Today we will take a 30,000-ft flyby tour of the wonderful world of patents. First, let's start by clearly defining what a patent actually is: A patent is a set of exclusive rights granted by a sovereign state to an inventor or assignee for a limited period of time in exchange for detailed public disclosure of an invention. An invention is a solution to a specific technological problem and is a product or a process. Patents are a form of intellectual property.

Good, glad we got that out of the way.

Once your patent application is approved, you get a patent. It shows up in the mail and looks like this (I know because I have a few):

What's important to know ahead of time, is the government is a bureaucratic entity and grossly inefficient. The patent application process is cumbersome, redundant, slow and expensive. Its good to embrace this expectation now so you don't turn back mid-flight.

It's not the government's fault entirely—volume surely plays a part too. For example, in 2014 there were 615,243 patent applications. That's a lot of applications to sift through (about 1,685 per day) each with the requisite formwork. Interested? Here is where you can find all the forms needed to file your very own patent application. 

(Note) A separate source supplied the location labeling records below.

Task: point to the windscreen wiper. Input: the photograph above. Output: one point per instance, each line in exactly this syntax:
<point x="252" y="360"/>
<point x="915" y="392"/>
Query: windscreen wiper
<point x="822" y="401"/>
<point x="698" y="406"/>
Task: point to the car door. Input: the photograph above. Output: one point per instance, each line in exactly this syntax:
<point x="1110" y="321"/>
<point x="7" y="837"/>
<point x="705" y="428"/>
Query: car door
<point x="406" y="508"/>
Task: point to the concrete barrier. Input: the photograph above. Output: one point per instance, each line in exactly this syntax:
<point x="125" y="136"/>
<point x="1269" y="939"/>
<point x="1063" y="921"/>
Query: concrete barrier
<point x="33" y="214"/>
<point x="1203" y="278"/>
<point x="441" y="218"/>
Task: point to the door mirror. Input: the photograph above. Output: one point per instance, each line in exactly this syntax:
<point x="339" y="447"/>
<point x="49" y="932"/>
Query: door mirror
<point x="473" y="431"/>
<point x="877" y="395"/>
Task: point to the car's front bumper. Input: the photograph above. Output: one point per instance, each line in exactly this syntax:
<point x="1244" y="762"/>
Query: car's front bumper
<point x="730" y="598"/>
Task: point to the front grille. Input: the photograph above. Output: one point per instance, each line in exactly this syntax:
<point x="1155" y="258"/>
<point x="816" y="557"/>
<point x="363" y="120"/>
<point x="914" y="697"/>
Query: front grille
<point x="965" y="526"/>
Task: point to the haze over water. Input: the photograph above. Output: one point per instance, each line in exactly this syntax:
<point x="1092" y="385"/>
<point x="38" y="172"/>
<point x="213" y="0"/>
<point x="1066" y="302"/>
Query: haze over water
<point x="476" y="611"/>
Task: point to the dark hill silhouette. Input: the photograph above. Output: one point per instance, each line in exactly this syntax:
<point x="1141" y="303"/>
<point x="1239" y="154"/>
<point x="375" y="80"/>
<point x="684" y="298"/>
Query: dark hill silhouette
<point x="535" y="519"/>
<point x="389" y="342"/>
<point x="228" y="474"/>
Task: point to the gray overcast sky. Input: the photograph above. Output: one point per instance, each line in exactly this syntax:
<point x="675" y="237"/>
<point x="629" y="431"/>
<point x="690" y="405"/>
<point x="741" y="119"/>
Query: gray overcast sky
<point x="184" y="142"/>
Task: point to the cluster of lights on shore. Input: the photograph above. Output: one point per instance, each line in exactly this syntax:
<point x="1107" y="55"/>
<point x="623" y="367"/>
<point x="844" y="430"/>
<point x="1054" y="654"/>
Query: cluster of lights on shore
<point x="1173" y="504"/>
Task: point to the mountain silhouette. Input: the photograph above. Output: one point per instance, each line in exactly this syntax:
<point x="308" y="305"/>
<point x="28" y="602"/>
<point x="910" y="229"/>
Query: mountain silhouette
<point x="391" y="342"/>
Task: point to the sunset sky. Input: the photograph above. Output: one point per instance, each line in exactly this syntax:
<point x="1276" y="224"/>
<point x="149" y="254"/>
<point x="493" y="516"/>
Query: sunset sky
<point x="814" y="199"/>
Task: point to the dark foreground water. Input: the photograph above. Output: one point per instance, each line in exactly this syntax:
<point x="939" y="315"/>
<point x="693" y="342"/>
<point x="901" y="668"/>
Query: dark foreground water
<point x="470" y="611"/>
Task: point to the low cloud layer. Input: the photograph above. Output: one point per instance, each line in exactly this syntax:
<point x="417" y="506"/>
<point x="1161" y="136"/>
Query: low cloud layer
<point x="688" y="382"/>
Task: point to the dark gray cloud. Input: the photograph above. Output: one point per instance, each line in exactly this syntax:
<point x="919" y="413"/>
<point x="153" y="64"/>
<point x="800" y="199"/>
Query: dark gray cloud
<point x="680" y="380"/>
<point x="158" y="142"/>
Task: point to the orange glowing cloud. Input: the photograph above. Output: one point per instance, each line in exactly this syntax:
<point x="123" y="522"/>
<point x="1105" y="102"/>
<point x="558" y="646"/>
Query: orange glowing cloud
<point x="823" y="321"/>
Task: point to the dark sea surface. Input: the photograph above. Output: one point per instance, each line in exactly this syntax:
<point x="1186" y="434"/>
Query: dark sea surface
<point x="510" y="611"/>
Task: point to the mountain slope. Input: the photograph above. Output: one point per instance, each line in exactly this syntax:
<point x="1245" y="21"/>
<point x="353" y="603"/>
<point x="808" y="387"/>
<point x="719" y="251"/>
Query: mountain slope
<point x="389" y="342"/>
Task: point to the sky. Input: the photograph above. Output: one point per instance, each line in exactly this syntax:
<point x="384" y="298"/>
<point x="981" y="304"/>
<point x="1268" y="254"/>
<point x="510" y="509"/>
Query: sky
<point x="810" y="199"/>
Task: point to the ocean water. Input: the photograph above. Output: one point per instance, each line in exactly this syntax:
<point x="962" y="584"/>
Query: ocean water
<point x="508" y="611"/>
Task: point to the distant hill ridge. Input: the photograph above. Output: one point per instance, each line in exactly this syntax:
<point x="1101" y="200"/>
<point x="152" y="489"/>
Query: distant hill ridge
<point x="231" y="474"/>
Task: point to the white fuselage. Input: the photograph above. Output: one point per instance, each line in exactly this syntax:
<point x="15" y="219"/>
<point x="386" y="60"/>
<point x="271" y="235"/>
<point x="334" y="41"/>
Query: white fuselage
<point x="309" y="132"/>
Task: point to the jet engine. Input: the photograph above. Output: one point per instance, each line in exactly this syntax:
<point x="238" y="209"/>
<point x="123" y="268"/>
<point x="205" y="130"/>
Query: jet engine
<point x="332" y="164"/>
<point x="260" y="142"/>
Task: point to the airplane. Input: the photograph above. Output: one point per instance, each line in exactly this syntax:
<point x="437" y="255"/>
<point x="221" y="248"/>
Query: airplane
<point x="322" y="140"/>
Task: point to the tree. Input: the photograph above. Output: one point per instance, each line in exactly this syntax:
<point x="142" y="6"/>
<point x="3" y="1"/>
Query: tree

Not sure if you want to go all in? You have a quicker, less-expensive option: behold, the provisional patent. Have you ever seen "patent pending" on a doohickey? You guessed it: the doohickey's inventor used a provisional patent to temporarily protect his or her idea to 1) lock in the filing date, and 2) allow more time to file a non-provisional patent in parallel.

Provisional patents are, as far as patent law goes, interesting. It's important to know their history:

Since June 8, 1995, the United States Patent and Trademark Office (USPTO) has offered inventors the option of filing a provisional application for patent which was designed to provide a lower-cost first patent filing in the United States and to give U.S. applicants parity with foreign applicants under the GATT Uruguay Round Agreements [you don't need to know this].

A provisional application for patent (provisional application) is a U.S. national application filed in the USPTO under 35 U.S.C. §111(b). A provisional application is not required to have a formal patent claim or an oath or declaration. Provisional applications also should not include any information disclosure (prior art) statement since provisional applications are not examined. A provisional application provides the means to establish an early effective filing date in a later filed nonprovisional patent application filed under 35 U.S.C. §111(a). It also allows the term "Patent Pending" to be applied in connection with the description of the invention.

See the part I put in italics? That's the part you should know. In short, a provisional patent is a cost-effective way to start the patent clock ticking and give yourself 12 months to file a non-provisional patent (if you decide to). Your invention could, after all, suck. And who wants to go through a lengthy patent application process for a sucky invention? No one.

To be complete, a provisional application must also include the filing fee as set forth in 37 CFR 1.16(d) and a cover sheet* identifying:

  • the application as a provisional application for patent;

  • the name(s) of all inventors;

  • inventor residence(s);

  • title of the invention;

  • name and registration number of attorney or agent and docket number (if applicable);

  • correspondence address; and

  • any U.S. Government agency that has a property interest in the application.

A cover sheet, form PTO/SB/16, pages 1 and 2, is available at www.uspto.gov/forms/index.jsp.

Enough boring forms already.

Allow me to share the story of the most valuable patent in history: 

Lipitor, a cholesterol-lowering drug used to help reduce heart attack and stroke risk, represents the most value patent in history. It actually expired on June 28, 2011. We'll get to that later.

lipitor.jpeg

Pfizer filed a patent application for Lipitor on 2/26/91, which issued on 12/28/93. The product was launched in the market in 1997, with revenues peaking at $12.6 billion in 2006. By the end of 2009, total revenue was greater than $105 billion. Yes, you read that correctly. $105 billion. It became the most profitable patent ever produced, making it more valuable than most companies in the S&P 500. However, when it expired in 2011, the patent became worthless.

Based on this information, why would a company use patents?

Patents provide protection in a variety of ways. They give the owner the exclusive right to exclude someone from practicing the invention in the market. They protect something functional or utilized (e.g., new engine design, drug compound). They allow for abnormal market profits inherent in the monopolistic nature of a patent, and patent owners can price skim if patent utility presents a strong value proposition. Furthermore, patents can command treble damages for willful infringement.

While advantages exist with patents, several disadvantages must also be considered:

  • Patents are expensive. One patent can cost anywhere from $10,000 to $50,000. An international patent can cost upwards of $250,000!

  • Patents have short useful lives, with the typical statutory life of 20 years or less.

  • Patents require full disclosure, revealing specific design information to competitors.

  • Patents lose value every day on a present value basis.

  • Lastly, patents are expensive to defend. A typical patent lawsuit in the United States costs $3 million or more.

The team at DBT Ventures hopes you found this patent flyby helpful and/or interesting. Comments welcome!